You can define the order in which Data Service will join tables. Tables with higher join ranks are joined before tables with lower join ranks. Typically you want your largest table to have have higher ranks that your smaller tables.
You set the join rank in the source table.
This typically only has an effect if the join is being done on the Data Services job server, in other words, Pushdown SQL is not happening. For a full and detailed explanation of how this works consult the Performance Optimzation Guide for DS.
Array fetch size
If you have a powerful set of hardware in place, try raising this value and see what effect it has.
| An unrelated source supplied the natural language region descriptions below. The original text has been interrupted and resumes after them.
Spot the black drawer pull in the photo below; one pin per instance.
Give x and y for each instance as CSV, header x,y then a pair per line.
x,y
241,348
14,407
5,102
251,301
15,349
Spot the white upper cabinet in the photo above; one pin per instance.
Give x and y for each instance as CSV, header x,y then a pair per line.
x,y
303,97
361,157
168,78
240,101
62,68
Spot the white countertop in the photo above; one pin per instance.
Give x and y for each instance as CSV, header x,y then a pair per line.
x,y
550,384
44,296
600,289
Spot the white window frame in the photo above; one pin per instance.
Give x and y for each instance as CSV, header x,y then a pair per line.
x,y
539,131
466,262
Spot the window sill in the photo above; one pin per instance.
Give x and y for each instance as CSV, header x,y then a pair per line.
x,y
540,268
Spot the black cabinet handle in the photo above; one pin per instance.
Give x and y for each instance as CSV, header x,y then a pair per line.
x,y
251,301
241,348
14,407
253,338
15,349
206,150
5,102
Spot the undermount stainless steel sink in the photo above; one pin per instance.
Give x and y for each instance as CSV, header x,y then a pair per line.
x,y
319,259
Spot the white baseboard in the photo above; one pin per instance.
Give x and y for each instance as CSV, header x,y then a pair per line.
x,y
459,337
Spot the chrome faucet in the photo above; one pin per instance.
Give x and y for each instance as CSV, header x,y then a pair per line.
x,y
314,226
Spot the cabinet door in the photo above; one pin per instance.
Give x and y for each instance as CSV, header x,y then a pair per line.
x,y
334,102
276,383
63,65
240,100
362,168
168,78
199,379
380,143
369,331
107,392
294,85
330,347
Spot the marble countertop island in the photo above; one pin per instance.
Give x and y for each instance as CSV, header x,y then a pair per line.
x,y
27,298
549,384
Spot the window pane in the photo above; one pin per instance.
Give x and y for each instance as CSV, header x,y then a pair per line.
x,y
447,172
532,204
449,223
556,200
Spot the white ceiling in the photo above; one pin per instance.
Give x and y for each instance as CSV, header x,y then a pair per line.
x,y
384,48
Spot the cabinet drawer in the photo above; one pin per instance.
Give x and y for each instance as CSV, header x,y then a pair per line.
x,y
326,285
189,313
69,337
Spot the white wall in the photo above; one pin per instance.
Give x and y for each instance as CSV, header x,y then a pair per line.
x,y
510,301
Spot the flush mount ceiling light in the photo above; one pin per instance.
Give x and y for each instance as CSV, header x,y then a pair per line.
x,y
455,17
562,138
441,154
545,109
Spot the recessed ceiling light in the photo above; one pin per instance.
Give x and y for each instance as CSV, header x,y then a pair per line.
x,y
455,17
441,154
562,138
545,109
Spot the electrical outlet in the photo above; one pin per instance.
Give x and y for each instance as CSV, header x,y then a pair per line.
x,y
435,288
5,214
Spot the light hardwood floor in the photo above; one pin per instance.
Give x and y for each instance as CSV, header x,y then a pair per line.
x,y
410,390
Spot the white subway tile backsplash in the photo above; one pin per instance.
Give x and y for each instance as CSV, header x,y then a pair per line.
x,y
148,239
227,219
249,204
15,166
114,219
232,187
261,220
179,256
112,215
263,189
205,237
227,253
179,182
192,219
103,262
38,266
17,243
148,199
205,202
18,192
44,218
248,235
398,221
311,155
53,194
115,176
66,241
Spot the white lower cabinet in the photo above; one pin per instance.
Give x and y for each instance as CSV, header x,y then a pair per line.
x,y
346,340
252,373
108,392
Interestingly, even the DS Performance Optimisation Guide just recommends increasing and decreasing the value to see what effect it has, and just going with the value that seems to get you the best performance.
Array fetch size is also set on the source table.
Rows per commit
SAP recommends that you set this at between 500 and 2,000. Again, I just recommend changing the values up and down to see which seems to have the best effect.
Two things to consider:
- If you have Long datatype you are loading, then the commit size will be 1 (Does not apply to Oracle)
- If you are using an overflow file, and an error occurs resulting in a rejected row, then the commit size will also revert back to 1. I'll be doing a post soon on the pros and cons of using the overflow file vs using the validation transform.
Committing one row at a time will be slower than committing 1,000. So consider whether you can load the Long differently (perhaps in a large Varchar field) and decide whether you really need an overflow file.
Chat to your DBA
Seriously, some of them are actually nice people :-) Now that you've fully tuned what you can on DS, the DBA can look at making improvements in the source and target databases.
Database performance tuning can be different depending on which database you are using, and being an expert in performance tuning on all the databases that DS can connect to would be quite a feet!
So, if you have a Data Flow that is still running too slow then just go to Validation - Show Optimized SQL, and send it over to your DBA to see if she can work some of that DBA magic.
If you've found something that has significantly improved the performance of one of your Data Services jobs that I did not mention in this series, then please let every-one know in the comments.